Significa che i diversi elementi sensoriali devono andare nella stessa direzione. Russo richiama il concetto di “super additività”: quando colore, forma, parola, suono, profumo e racconto sono coerenti tra loro, l’effetto sul consumatore si potenzia. Non è una semplice somma, ma una moltiplicazione della percezione.

Può fare un esempio legato al vino?

Se un vino è morbido, rotondo, vellutato, anche il nome, l’etichetta, i colori e il modo in cui viene presentato dovrebbero trasmettere quella stessa sensazione. Se invece si usano suoni, forme o grafiche troppo spigolose, si crea una dissonanza. Il cervello percepisce che qualcosa non torna, anche se magari il consumatore non sa spiegarlo razionalmente.

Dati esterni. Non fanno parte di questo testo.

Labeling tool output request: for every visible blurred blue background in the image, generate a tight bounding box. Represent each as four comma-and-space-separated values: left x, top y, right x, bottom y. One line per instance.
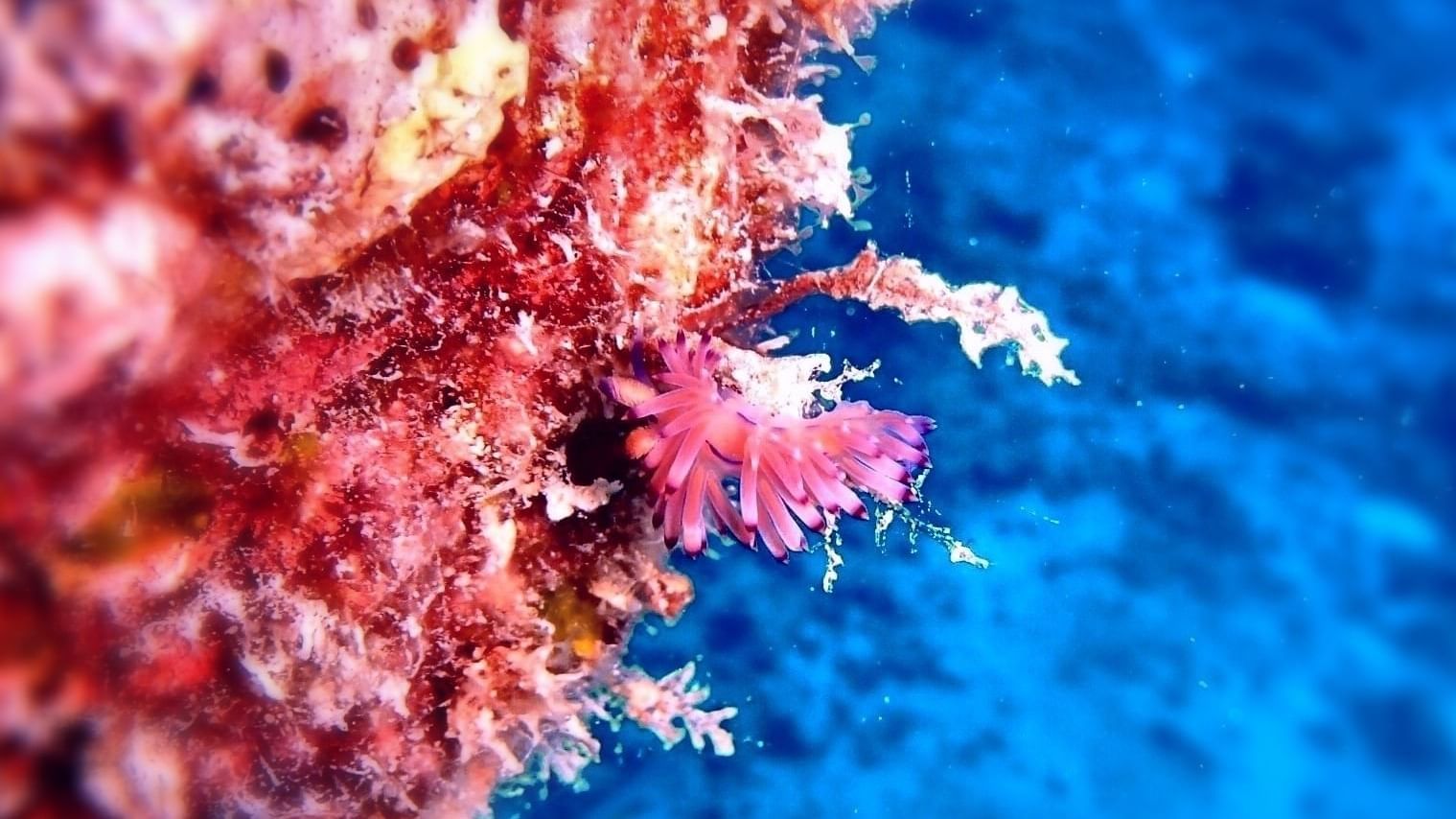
523, 0, 1456, 817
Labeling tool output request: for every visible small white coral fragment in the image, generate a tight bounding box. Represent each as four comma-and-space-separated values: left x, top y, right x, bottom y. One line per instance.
610, 663, 738, 757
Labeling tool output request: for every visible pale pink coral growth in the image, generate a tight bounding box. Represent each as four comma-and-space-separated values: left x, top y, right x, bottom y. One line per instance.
603, 334, 935, 560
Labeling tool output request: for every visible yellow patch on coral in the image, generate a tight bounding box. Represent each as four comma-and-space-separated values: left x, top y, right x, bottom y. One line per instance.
370, 16, 528, 192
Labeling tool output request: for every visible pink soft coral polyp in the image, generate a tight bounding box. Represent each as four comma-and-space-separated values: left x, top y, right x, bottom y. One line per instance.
603, 334, 935, 560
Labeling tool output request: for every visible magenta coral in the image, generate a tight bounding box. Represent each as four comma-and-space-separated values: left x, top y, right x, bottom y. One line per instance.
603, 332, 935, 560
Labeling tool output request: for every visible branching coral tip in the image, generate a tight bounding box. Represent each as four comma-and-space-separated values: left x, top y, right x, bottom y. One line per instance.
601, 332, 935, 560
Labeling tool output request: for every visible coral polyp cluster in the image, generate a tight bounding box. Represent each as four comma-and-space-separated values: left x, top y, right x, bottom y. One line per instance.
603, 334, 935, 560
0, 0, 1070, 816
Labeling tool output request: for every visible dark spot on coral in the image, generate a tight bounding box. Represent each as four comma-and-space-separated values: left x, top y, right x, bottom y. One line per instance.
438, 384, 460, 412
390, 36, 419, 71
34, 726, 92, 816
83, 105, 132, 176
264, 48, 292, 93
354, 0, 379, 31
243, 407, 281, 437
182, 68, 222, 105
292, 105, 350, 151
566, 418, 632, 487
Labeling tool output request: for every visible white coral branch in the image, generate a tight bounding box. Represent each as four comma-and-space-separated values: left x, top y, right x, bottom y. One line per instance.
609, 663, 738, 757
705, 244, 1080, 386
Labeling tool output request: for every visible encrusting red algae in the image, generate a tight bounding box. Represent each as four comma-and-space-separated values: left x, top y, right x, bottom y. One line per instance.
0, 0, 1076, 816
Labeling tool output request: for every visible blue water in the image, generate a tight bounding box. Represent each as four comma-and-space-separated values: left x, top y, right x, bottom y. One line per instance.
523, 0, 1456, 817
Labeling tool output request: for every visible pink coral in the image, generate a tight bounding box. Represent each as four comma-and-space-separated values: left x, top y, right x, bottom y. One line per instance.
603, 332, 935, 560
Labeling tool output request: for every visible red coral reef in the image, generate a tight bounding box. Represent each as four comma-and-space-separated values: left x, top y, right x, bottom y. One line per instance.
0, 0, 1055, 816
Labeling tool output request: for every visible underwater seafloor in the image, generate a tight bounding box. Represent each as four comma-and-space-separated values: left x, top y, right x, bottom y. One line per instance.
523, 0, 1456, 817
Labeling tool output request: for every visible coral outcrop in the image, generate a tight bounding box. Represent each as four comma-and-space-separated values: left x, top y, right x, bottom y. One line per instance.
0, 0, 1070, 816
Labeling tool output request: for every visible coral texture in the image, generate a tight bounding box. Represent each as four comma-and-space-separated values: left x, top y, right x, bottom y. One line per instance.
603, 334, 935, 560
0, 0, 1071, 816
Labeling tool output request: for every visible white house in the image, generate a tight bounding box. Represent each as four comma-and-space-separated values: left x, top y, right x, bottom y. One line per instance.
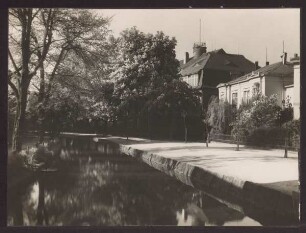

E per quanto riguarda profumi e colori?

Anche qui la coerenza è fondamentale. Se una persona sente un profumo che richiama la fragola, il sistema olfattivo si attiva. Ma se nello stesso momento vede un colore che richiama la fragola, la percezione dell’odore può diventare più intensa. I sensi dialogano tra loro: vista, olfatto, gusto, tatto e udito non lavorano separatamente.

Che cosa dovrebbe fare, allora, un wine shop che vuole applicare questi principi?

Dovrebbe pensarsi come un luogo esperienziale, non solo come uno spazio di vendita. Le bottiglie non vanno semplicemente esposte: vanno inserite in un percorso. Luci, materiali, profumi, parole, musica, degustazione, racconto del territorio e accoglienza devono costruire una narrazione coerente.

Questo vale ancora di più per i giovani consumatori?

Sì. Le nuove generazioni sono abituate a esperienze multisensoriali, veloci e ibride. Per intercettarle, un wine shop deve lavorare sulla cross-modalità sensoriale: creare collegamenti tra ciò che si vede, si ascolta, si annusa, si tocca e si assaggia. È così che l’esperienza diventa più coinvolgente e memorabile.

In definitiva, qual è il valore del neuromarketing per il mondo del vino?

Il neuromarketing aiuta a capire meglio le persone. Non serve a manipolare, ma a progettare esperienze più coerenti con il modo in cui il cervello percepisce e decide. Nel vino, dove il valore nasce dall’incontro tra prodotto, territorio, racconto ed emozione, questa conoscenza può fare la differenza.

Possiamo dire che un wine shop non vende solo vino, ma emozioni?

Sì, ed è proprio questo il punto. Applicare il neuromarketing significa passare dalla domanda “che cosa vendo?” alla domanda “che cosa faccio vivere?”. Il futuro della vendita del vino e dell’enoturismo si gioca anche qui: nella capacità di trasformare l’acquisto in un’esperienza sensoriale, emotiva e memorabile.


Punti chiave

  1. Il neuromarketing misura le emozioni con strumenti neuroscientifici, superando i limiti di questionari e interviste tradizionali.
  2. La prima impressione dura 50 millisecondi: il cervello valuta istantaneamente credibilità e interesse di un luogo o prodotto.
  3. Coerenza sensoriale tra colori, suoni, profumi e parole moltiplica la percezione del consumatore, non la somma soltanto.
  4. Un wine shop deve essere un luogo esperienziale, non solo uno spazio espositivo: ogni elemento costruisce una narrazione.
  5. Le nuove generazioni cercano esperienze multisensoriali: intercettarle richiede connessioni tra vista, udito, olfatto, tatto e gusto.